Regarding typical delivery of these solutions to the end user, two categories are apparent:
- Cloud-based solutions
- Private data-center-based solutions
In the following sections, we compare and contrast Qubole with other providers in respect to these two categories.
A couple of prominent service providers for big data in this space include Amazon EMR and Google BigQuery. Qubole is similar to these services in that it is also a cloud-based service. However, Qubole strives to differentiate from these services by providing a wider set of tools focused at the data analyst, data scientist and ETL engineer.
While Google BigQuery provides a fast engine to analyze and run ad hoc queries on highly structured data, Qubole casts a wider net in terms of data format type - both structured and semi-structured - that can be processed with it. At the same time, Qubole goes beyond ad hoc queries to also provide support for writing data pipelines. Additionally, through its plugin mechanisms and adherence to open source systems like Hadoop and Hive, Qubole avoids vendor lock-in by working with open data formats and taking advantage of the rich ecosystem that exists around Hadoop-related technologies.

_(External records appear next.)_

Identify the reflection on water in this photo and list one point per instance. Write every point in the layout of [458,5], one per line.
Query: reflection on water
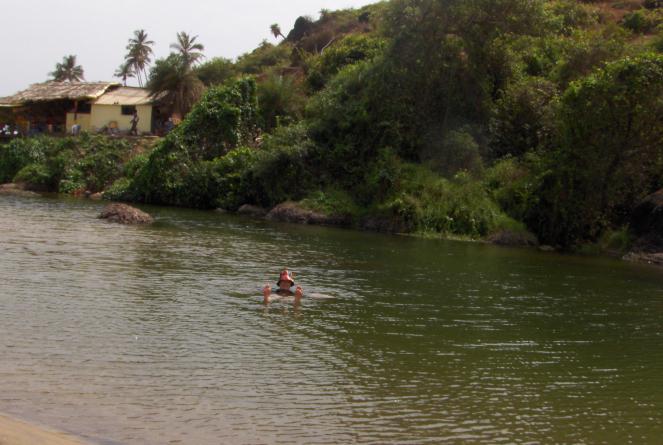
[157,335]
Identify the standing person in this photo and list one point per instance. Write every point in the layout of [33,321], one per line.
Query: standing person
[286,287]
[134,124]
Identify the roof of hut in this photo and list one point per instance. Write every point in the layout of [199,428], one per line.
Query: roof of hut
[52,90]
[126,96]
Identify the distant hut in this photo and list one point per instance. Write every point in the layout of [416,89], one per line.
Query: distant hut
[55,107]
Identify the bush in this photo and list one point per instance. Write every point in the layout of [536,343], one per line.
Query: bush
[347,51]
[609,155]
[280,100]
[332,201]
[36,176]
[457,151]
[523,119]
[18,153]
[120,190]
[642,21]
[512,182]
[182,169]
[224,118]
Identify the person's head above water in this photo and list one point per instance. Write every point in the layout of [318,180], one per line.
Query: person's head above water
[285,280]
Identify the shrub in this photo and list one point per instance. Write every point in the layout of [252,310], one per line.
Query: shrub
[224,118]
[609,154]
[642,21]
[523,119]
[332,201]
[347,51]
[281,101]
[18,153]
[36,176]
[120,190]
[457,151]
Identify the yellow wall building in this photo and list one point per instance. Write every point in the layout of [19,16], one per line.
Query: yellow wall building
[114,110]
[93,106]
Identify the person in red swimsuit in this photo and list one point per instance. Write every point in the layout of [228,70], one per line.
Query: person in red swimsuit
[285,287]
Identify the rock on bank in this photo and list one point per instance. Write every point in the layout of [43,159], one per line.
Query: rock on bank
[15,432]
[124,214]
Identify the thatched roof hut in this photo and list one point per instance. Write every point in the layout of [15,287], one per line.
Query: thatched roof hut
[56,91]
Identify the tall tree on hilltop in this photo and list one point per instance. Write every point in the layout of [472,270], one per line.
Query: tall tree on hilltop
[174,79]
[139,54]
[125,71]
[188,49]
[276,31]
[68,71]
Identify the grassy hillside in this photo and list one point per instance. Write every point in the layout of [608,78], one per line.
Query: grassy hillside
[459,118]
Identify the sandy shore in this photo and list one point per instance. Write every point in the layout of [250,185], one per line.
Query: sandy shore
[17,432]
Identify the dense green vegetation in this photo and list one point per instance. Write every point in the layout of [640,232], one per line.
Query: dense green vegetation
[65,165]
[431,116]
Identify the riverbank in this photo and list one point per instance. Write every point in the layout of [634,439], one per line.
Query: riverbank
[18,432]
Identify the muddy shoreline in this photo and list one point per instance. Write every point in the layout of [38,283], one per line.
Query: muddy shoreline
[18,432]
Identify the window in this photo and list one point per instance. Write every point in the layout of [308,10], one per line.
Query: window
[128,110]
[84,108]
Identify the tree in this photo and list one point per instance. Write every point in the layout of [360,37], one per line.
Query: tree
[188,49]
[68,71]
[124,72]
[177,82]
[609,153]
[276,30]
[139,55]
[215,71]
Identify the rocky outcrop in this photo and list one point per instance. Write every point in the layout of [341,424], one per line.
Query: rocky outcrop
[383,224]
[511,238]
[251,210]
[16,190]
[647,226]
[94,196]
[292,212]
[124,214]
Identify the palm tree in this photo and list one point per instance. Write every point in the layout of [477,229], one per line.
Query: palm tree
[125,71]
[174,82]
[140,50]
[276,30]
[188,49]
[68,71]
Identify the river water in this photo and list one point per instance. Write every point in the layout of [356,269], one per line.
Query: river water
[157,335]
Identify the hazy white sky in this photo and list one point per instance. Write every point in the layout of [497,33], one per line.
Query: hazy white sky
[36,34]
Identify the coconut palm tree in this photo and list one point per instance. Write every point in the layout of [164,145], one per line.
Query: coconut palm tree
[139,55]
[174,82]
[276,30]
[188,49]
[125,71]
[68,71]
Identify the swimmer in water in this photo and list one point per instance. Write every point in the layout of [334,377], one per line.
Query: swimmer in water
[286,287]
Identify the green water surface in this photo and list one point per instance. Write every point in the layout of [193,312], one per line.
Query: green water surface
[157,335]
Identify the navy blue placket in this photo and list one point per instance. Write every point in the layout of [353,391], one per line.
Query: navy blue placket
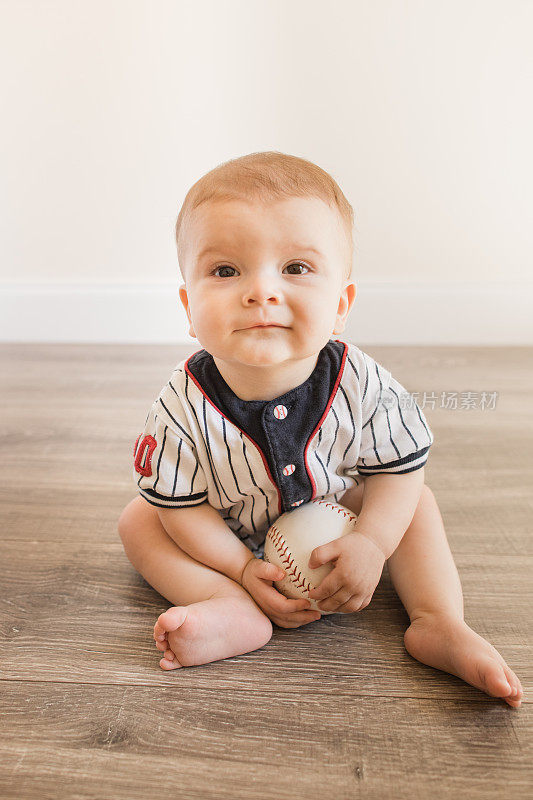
[280,427]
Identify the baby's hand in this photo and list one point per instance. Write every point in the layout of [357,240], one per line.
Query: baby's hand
[257,579]
[358,564]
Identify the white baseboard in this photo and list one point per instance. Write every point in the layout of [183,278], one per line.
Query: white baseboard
[412,314]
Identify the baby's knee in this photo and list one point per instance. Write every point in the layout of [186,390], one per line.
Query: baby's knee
[134,518]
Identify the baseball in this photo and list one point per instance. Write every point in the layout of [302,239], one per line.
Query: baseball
[292,538]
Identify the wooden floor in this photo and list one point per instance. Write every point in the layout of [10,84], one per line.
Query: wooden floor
[335,709]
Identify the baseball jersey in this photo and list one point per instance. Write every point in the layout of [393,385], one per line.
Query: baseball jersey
[253,460]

Amazon EMR provides the same Hadoop benefits that Qubole provides, but severely lacks the tools needed for it to be easily used by analysts, data scientists and ETL engineers. It still operates at the level of clusters, machine provisioning, etc. - complexities that need not be of much interest to data users. Qubole provides higher level abstractions and myriad integrated features that make it much easier to use than Amazon EMR. At the same time, given our team’s deep background in Apache Hive (our founders being creators of that project), we have been able to leverage our unique expertise to optimize Hadoop and Hive to run faster than comparable offerings.
There are a number of technologies and solutions that run in an organization’s own data centers and provide data processing abilities to the users in those organizations. These solutions work quite well for data that is locked up in private data centers and difficult to move to the cloud, either because of the system where it is created or because of sheer volume. On the other hand, these solutions do need to be provisioned for peak demand, even if that demand may arrive for only a few weeks in a year. This "peak provisioning” significantly increases the total cost of ownership (TCO) for these systems. Making these technologies work with a cloud-based solution such as Qubole can help reduce these costs by using the cloud-based solution to statisfy unexpected and "peak" ad hoc query workloads. For example, it is easy to envision a scenario where your private Hadoop clusters can "cloudburst" their workloads to a solution like Qubole and provide a service to the end users with a lower TCO.